Wednesday, 23 April 2014

How Rear Window Should Have Ended

Rear Window is a very interesting film, and there is no doubt it is a classic in the thriller genre. Jimmy Stewart of course is great in the role of the unfortunate protagonist, as are his co-stars. It also takes a fair bit of talent to be able to tell an entire story with the perspective almost never leaving a single room (outside of a few shots at the very end), and there is some suspense to be found in how he catches the villain. There is just one thing that I've always been a bit critical about, and that is specifically the ending. I've heard a few different justifications for why the movie ended the way it did, but I still feel as though it could have been more interesting.

For those of you not familiar with this film, it was directed by Alfred Hitchcock and released in 1954, starring Jimmy Stewart and Grace Kelly. My colleague Johnny has already done a review of this film which you can see here, but the basic plot is that Jimmy Stewart is a professional photographer who has been confined to a boring apartment after breaking his leg and getting stuck in a wheelchair. The only thing he can do to occupy himself is look out his rear window into the courtyard and watch other people's daily lives, which all goes fine until he sees clues that lead him to suspect that a neighbor may have murdered his own wife.

All this is interesting, but I found the ending somewhat predictable. Basically, the short version is that Jimmy Stewart figures it out, the bad guy shows up and tries to stop him but ends up getting arrested. What I've always thought is that it might have been more interesting if the plot had taken a different turn. Since the actual murder itself occurs offscreen, and for much of the movie Jimmy Stewart struggles to find any solid evidence, I've often thought it might have been a more interesting twist if it turned out the neighbor hadn't actually committed any murder. I feel like it would be a lot more of a memorable ending if perhaps instead every "clue" the narrator found turned out to have a perfectly mundane explanation, and if anything it was the protagonist himself who drove the neighbor to attempt a murder. Another angle I have considered (though it would be hard to get away with in Hollywood during the 1950's) would be if it was kept ambiguous, perhaps with clues both ways and leaving the audience to speculate.
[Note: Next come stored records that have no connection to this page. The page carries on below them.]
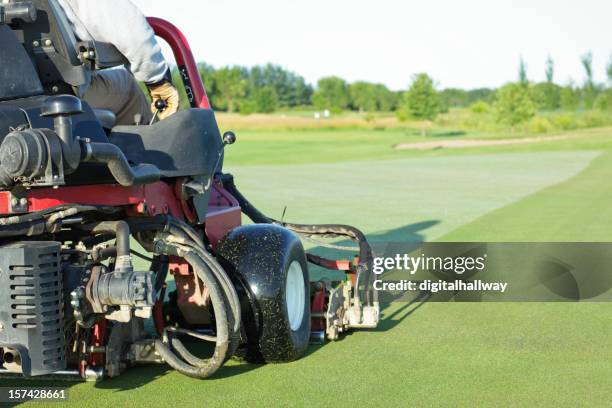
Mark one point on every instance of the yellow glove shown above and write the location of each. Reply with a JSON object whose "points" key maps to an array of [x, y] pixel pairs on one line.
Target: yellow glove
{"points": [[168, 93]]}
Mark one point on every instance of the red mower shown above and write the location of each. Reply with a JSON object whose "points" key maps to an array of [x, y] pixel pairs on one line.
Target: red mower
{"points": [[77, 192]]}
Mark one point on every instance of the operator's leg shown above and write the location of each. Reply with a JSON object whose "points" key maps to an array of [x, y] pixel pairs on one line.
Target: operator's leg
{"points": [[117, 90]]}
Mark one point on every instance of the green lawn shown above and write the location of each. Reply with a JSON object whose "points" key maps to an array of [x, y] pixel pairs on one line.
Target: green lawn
{"points": [[423, 354]]}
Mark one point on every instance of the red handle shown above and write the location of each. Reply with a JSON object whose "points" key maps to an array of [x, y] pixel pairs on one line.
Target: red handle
{"points": [[194, 87]]}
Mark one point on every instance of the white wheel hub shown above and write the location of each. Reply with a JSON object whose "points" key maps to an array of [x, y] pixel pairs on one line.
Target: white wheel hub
{"points": [[295, 295]]}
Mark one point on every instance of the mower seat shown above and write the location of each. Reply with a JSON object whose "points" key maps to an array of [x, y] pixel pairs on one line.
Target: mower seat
{"points": [[106, 118], [187, 143]]}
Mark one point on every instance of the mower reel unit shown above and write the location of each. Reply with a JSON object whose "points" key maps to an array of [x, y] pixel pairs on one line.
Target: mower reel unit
{"points": [[77, 193]]}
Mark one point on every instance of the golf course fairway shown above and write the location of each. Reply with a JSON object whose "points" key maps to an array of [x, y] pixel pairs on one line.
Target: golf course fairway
{"points": [[422, 354]]}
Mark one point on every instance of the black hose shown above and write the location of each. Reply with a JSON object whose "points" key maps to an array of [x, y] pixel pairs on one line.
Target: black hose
{"points": [[120, 229], [364, 268], [200, 368], [118, 165]]}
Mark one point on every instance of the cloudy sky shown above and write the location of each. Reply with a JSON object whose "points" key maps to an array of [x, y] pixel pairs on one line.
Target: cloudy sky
{"points": [[460, 43]]}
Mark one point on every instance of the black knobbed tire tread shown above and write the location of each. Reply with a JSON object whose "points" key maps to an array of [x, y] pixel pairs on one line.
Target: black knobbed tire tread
{"points": [[258, 258]]}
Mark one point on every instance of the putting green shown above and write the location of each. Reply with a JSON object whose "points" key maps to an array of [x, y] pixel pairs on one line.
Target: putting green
{"points": [[423, 353], [412, 199]]}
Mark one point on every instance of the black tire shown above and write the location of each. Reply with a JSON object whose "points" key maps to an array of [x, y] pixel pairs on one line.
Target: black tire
{"points": [[266, 261]]}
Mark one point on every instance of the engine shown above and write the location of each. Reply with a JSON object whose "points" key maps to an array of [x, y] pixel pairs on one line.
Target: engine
{"points": [[56, 295]]}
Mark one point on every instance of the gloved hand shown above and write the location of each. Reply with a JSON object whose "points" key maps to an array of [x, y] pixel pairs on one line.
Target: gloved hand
{"points": [[167, 92]]}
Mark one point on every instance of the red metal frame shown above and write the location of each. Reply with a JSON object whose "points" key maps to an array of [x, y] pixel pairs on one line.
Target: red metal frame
{"points": [[196, 93]]}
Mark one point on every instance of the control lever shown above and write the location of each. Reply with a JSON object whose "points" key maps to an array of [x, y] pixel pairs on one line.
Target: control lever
{"points": [[160, 106]]}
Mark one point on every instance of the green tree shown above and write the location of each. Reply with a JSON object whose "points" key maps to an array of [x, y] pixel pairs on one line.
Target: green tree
{"points": [[266, 100], [230, 88], [603, 102], [513, 105], [550, 69], [569, 97], [368, 97], [523, 80], [386, 100], [609, 71], [363, 96], [588, 90], [291, 89], [546, 95], [332, 93], [421, 101]]}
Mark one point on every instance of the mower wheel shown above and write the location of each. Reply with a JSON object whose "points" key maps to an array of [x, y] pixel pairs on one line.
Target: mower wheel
{"points": [[268, 265]]}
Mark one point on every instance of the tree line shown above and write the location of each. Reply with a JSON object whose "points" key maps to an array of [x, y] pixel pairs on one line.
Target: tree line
{"points": [[270, 87], [266, 88]]}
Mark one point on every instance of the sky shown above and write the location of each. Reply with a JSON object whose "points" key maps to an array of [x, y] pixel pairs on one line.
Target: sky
{"points": [[460, 43]]}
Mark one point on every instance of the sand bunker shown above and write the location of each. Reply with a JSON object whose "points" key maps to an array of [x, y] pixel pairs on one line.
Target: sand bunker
{"points": [[458, 144]]}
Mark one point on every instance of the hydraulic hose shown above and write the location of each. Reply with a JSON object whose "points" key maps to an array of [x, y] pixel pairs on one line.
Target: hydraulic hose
{"points": [[182, 360], [179, 239], [118, 165]]}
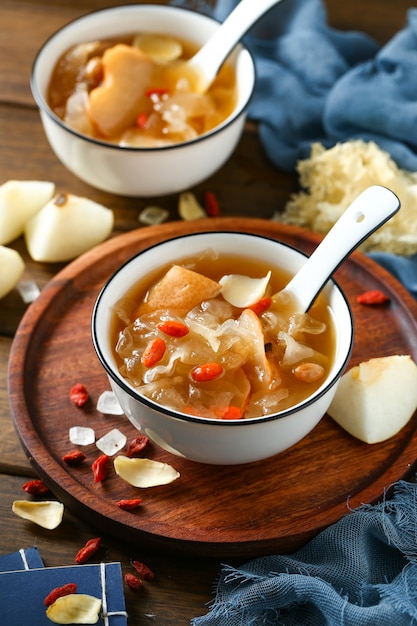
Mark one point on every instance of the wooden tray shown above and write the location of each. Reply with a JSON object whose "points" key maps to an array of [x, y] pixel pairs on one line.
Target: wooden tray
{"points": [[230, 511]]}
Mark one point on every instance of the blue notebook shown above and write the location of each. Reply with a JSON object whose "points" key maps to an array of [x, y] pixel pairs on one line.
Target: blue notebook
{"points": [[22, 593]]}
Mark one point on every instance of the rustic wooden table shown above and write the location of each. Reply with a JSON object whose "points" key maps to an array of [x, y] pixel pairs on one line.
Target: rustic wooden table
{"points": [[248, 185]]}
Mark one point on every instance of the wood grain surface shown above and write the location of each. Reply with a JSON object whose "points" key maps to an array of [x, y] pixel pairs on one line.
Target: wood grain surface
{"points": [[232, 511]]}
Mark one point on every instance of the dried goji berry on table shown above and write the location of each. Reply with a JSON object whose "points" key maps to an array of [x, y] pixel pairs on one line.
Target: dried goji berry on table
{"points": [[74, 458], [374, 296], [129, 505], [137, 445], [88, 550], [79, 394], [101, 468], [143, 570], [35, 487], [133, 582], [153, 352], [206, 372], [59, 592], [211, 204], [173, 328]]}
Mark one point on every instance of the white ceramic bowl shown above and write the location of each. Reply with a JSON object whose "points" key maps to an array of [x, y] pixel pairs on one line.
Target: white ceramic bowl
{"points": [[209, 440], [140, 171]]}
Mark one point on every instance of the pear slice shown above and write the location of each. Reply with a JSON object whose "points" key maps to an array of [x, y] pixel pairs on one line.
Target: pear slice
{"points": [[11, 269], [75, 608], [48, 513], [66, 227], [376, 399], [19, 201]]}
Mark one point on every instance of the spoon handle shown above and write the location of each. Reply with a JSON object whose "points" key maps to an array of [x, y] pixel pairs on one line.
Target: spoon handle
{"points": [[210, 57], [372, 208]]}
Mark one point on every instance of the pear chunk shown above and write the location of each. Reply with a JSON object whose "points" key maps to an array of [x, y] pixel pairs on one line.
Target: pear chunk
{"points": [[19, 201], [66, 227], [11, 269], [376, 399]]}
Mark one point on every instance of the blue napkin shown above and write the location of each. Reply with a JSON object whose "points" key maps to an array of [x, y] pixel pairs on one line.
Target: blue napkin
{"points": [[361, 571], [318, 84]]}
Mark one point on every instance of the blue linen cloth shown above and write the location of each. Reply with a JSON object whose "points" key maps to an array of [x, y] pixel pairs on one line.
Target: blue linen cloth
{"points": [[361, 571]]}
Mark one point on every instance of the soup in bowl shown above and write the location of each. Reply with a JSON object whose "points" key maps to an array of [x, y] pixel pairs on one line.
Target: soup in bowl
{"points": [[204, 353]]}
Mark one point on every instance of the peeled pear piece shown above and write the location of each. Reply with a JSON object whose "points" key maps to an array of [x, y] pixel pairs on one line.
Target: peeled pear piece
{"points": [[376, 399], [11, 269], [19, 201], [66, 227]]}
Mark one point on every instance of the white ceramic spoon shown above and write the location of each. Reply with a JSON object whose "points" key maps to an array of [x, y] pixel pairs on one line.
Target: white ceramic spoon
{"points": [[208, 60], [372, 208]]}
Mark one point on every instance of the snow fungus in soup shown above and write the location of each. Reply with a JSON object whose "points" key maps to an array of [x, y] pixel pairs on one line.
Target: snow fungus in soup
{"points": [[138, 91], [200, 338]]}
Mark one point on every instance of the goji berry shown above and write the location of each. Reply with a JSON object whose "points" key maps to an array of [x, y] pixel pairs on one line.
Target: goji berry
{"points": [[88, 550], [207, 371], [143, 570], [153, 352], [137, 445], [133, 582], [141, 120], [157, 91], [74, 458], [100, 468], [35, 487], [59, 592], [211, 205], [173, 328], [79, 394], [129, 505], [261, 306], [229, 413], [374, 296]]}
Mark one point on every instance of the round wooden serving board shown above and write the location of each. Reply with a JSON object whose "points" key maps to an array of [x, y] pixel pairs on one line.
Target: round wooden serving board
{"points": [[242, 511]]}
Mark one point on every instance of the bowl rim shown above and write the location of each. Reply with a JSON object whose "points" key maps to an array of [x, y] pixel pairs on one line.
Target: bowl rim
{"points": [[118, 379], [44, 107]]}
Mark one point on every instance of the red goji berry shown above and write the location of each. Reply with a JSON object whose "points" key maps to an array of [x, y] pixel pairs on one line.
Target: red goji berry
{"points": [[374, 296], [229, 413], [101, 468], [129, 505], [141, 120], [74, 458], [137, 445], [88, 550], [143, 570], [261, 306], [35, 487], [211, 205], [173, 328], [79, 394], [157, 91], [59, 592], [206, 372], [133, 582], [153, 352]]}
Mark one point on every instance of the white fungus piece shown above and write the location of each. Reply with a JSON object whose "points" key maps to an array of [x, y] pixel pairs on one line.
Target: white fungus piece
{"points": [[152, 215], [108, 404], [243, 291], [28, 290], [48, 513], [144, 473], [82, 435], [75, 608], [189, 208], [112, 442]]}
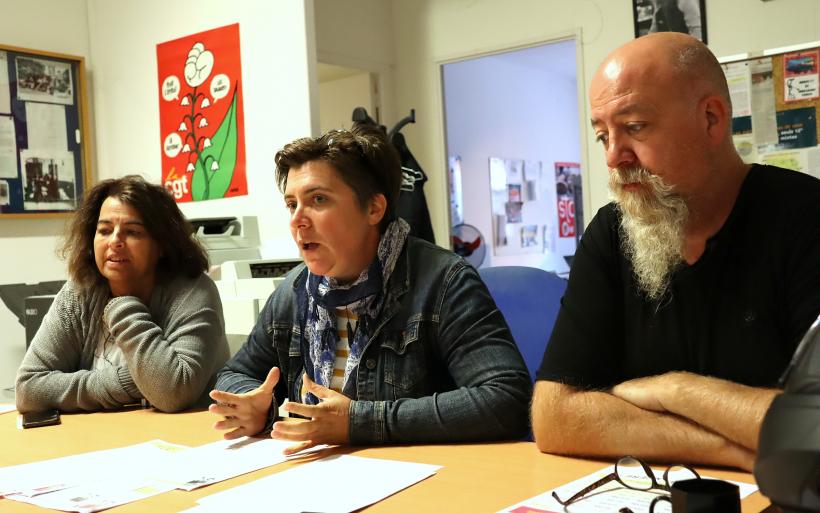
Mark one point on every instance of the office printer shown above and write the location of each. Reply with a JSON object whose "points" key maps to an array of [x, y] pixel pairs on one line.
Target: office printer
{"points": [[244, 287], [244, 280], [228, 238]]}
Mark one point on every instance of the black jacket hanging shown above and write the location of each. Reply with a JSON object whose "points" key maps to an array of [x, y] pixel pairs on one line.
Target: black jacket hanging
{"points": [[412, 205]]}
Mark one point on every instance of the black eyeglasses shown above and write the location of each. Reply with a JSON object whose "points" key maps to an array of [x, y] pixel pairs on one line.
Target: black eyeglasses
{"points": [[636, 475]]}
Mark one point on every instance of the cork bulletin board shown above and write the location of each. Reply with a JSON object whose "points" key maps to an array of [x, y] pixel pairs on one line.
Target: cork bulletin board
{"points": [[44, 147], [775, 100]]}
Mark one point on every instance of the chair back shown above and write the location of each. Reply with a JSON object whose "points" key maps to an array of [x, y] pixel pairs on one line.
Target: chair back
{"points": [[529, 299]]}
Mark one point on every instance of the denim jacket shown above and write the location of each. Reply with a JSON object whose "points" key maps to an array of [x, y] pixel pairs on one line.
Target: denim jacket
{"points": [[440, 366]]}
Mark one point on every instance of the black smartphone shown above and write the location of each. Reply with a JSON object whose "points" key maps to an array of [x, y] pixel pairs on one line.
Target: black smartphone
{"points": [[41, 418]]}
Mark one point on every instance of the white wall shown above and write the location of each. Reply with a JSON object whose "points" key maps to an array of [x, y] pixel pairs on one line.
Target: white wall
{"points": [[278, 57], [27, 246], [517, 106], [359, 34], [431, 31]]}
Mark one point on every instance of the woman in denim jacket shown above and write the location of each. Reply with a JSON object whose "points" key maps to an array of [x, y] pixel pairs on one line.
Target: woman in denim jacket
{"points": [[380, 337]]}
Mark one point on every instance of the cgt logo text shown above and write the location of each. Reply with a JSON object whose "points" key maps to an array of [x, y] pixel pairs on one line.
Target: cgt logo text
{"points": [[178, 187]]}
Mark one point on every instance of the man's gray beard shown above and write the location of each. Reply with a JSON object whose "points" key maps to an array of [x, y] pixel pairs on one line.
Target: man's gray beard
{"points": [[652, 224]]}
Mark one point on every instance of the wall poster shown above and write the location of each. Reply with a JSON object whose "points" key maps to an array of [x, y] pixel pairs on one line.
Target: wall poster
{"points": [[777, 120], [202, 135]]}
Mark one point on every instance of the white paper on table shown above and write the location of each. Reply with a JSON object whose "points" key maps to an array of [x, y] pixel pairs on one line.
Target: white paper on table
{"points": [[134, 461], [218, 461], [99, 495], [46, 126], [332, 484], [606, 499], [8, 147], [5, 91]]}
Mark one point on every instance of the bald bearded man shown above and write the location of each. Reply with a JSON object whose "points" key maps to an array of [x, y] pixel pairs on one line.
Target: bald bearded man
{"points": [[690, 291]]}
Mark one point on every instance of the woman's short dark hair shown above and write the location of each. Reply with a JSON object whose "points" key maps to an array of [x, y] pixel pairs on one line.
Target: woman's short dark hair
{"points": [[181, 252], [364, 158]]}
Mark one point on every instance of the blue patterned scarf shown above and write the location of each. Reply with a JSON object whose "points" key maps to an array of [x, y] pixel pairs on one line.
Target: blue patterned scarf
{"points": [[363, 297]]}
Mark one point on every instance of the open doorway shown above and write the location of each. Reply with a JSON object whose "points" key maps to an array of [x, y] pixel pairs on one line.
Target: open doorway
{"points": [[514, 155]]}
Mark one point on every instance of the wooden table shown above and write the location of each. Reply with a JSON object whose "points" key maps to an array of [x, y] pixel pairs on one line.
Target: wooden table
{"points": [[475, 478]]}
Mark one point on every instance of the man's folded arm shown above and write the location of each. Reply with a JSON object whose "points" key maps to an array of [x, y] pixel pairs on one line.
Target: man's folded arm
{"points": [[566, 420]]}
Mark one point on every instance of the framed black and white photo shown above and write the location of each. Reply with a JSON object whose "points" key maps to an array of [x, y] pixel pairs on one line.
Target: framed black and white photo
{"points": [[687, 16], [44, 153]]}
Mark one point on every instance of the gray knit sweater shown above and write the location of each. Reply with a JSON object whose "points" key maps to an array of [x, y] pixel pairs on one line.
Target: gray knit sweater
{"points": [[172, 349]]}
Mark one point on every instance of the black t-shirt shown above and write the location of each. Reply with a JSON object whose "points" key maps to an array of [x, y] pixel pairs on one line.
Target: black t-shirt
{"points": [[738, 313]]}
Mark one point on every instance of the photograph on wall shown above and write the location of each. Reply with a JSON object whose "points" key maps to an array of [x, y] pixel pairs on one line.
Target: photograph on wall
{"points": [[202, 139], [529, 235], [8, 148], [48, 180], [519, 206], [800, 76], [687, 16], [43, 80], [764, 122], [5, 90]]}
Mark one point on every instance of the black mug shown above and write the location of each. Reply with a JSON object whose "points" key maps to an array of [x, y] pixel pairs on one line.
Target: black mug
{"points": [[701, 496]]}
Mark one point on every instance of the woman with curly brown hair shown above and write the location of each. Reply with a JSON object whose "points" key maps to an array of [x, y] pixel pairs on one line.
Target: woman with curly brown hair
{"points": [[138, 320]]}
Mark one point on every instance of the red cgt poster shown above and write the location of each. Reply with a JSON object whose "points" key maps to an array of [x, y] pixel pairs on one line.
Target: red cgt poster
{"points": [[201, 117]]}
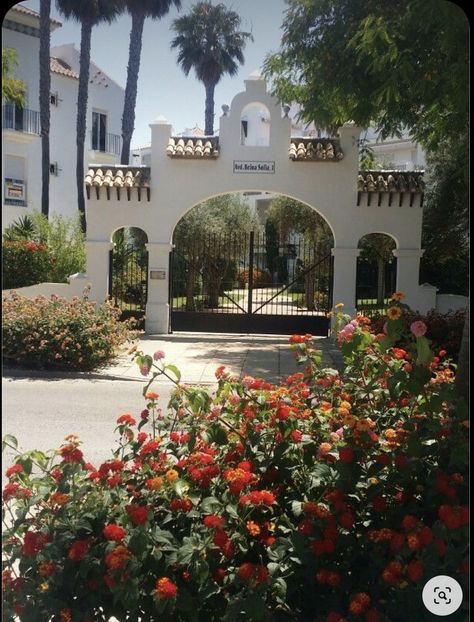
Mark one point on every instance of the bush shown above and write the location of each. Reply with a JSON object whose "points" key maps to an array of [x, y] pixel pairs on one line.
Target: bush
{"points": [[61, 334], [24, 263], [63, 240], [261, 278], [444, 330], [324, 498]]}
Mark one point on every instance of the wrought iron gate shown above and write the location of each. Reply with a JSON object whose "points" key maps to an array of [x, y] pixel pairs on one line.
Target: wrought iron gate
{"points": [[128, 283], [250, 283]]}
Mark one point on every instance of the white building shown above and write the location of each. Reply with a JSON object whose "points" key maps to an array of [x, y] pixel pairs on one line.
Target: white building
{"points": [[21, 142]]}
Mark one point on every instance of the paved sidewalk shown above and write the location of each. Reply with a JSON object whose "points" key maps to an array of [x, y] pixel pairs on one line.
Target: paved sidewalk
{"points": [[198, 355]]}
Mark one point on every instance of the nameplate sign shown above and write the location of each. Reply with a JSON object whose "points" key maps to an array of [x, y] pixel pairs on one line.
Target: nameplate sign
{"points": [[253, 166], [158, 274]]}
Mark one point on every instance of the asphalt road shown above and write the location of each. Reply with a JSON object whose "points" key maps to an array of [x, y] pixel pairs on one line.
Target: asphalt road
{"points": [[41, 412]]}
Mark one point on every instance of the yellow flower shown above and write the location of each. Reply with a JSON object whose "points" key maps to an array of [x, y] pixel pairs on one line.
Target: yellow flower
{"points": [[393, 313], [171, 475], [398, 296]]}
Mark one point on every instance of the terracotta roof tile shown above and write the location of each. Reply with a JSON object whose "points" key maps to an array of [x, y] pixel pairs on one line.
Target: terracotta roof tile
{"points": [[315, 149], [193, 147], [119, 176], [390, 181], [57, 65]]}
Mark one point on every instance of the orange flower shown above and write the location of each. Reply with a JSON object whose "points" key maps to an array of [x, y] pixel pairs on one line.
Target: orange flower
{"points": [[393, 313], [398, 296], [253, 528], [171, 475], [165, 589]]}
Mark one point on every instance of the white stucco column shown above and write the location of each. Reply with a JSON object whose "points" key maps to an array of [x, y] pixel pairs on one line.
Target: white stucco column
{"points": [[345, 272], [157, 306], [98, 268], [408, 273]]}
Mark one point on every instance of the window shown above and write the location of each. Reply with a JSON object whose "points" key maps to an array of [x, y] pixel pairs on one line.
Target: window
{"points": [[99, 131]]}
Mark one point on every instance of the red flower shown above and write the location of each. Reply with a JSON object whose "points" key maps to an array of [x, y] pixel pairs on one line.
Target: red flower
{"points": [[165, 589], [219, 575], [212, 521], [254, 574], [346, 455], [34, 542], [16, 468], [138, 513], [114, 532], [346, 520], [126, 419], [118, 557], [78, 549]]}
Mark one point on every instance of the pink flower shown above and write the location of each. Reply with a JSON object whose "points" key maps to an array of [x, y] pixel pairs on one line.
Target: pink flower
{"points": [[418, 328]]}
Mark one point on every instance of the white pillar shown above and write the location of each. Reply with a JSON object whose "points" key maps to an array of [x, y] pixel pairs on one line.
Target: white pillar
{"points": [[408, 272], [157, 306], [98, 268], [345, 272]]}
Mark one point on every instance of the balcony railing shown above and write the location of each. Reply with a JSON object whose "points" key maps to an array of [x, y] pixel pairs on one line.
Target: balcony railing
{"points": [[106, 143], [20, 119]]}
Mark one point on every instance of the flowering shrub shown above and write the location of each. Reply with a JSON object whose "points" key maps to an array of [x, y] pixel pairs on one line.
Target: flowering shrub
{"points": [[24, 263], [324, 498], [443, 329], [55, 332]]}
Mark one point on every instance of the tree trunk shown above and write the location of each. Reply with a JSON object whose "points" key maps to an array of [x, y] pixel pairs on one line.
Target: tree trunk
{"points": [[380, 280], [209, 110], [190, 304], [462, 374], [44, 100], [134, 57], [309, 288], [82, 96]]}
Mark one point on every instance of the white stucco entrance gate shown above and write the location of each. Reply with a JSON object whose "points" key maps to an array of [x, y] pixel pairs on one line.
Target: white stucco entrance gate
{"points": [[322, 173]]}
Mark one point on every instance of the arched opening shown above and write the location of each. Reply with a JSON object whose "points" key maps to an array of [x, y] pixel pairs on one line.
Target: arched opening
{"points": [[251, 262], [376, 272], [255, 125], [128, 267]]}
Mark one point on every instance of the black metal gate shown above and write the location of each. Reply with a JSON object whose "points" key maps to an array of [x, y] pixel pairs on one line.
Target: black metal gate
{"points": [[128, 283], [250, 283]]}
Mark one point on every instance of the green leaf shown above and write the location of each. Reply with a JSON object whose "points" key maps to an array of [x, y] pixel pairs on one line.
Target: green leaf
{"points": [[424, 353], [9, 440], [174, 370]]}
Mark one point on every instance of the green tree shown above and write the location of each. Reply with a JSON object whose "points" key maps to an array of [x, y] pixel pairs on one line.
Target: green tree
{"points": [[377, 248], [139, 11], [88, 13], [445, 238], [195, 236], [371, 62], [290, 216], [13, 89], [208, 39], [44, 100]]}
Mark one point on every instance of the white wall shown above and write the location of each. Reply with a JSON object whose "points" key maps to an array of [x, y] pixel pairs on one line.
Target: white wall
{"points": [[330, 188]]}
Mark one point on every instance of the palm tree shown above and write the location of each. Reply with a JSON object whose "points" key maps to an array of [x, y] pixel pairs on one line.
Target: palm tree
{"points": [[44, 99], [156, 9], [13, 89], [89, 13], [208, 39]]}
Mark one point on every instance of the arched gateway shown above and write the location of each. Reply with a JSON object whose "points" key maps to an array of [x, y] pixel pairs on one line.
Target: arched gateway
{"points": [[322, 173]]}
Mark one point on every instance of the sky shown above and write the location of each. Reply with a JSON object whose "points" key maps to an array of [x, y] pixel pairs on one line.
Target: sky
{"points": [[163, 89]]}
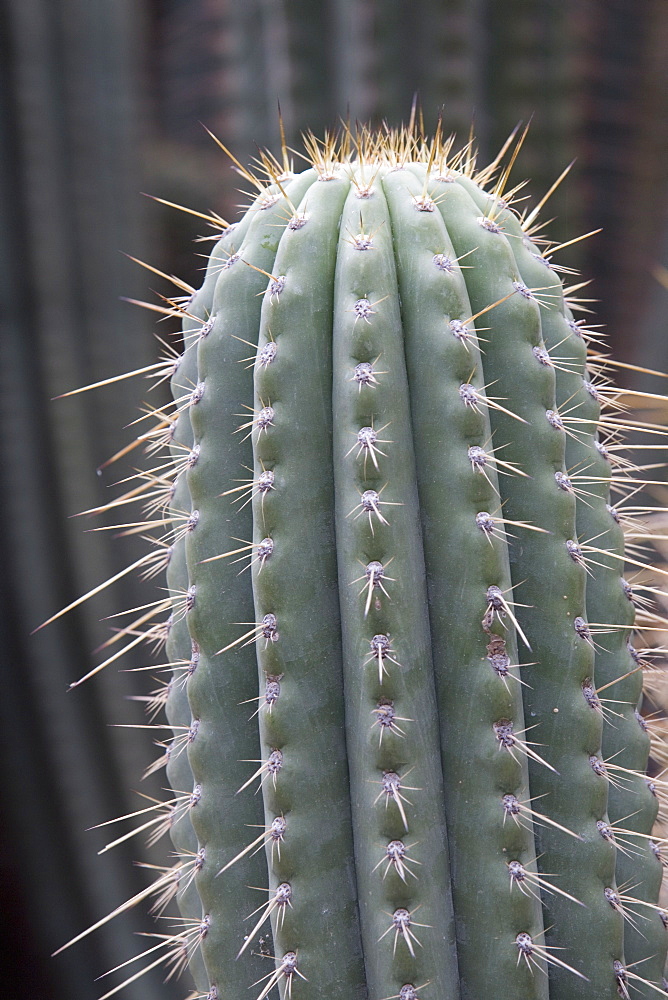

In fact there is even a bit of that in the actual film (we never do find out what the mystery item the neighbor buried in his garden was, or what insight it provided into the murder).

Now granted, I have heard reasons for why the movie went this particular route, and most of them are fair enough. Still, I do wonder if the movie would have been more interesting with the neighbor being a well-meaning individual who is driven insane by the misunderstanding of a stranger. Perhaps if someone ever gets hired to do a remake, these alternative twists might be worth considering.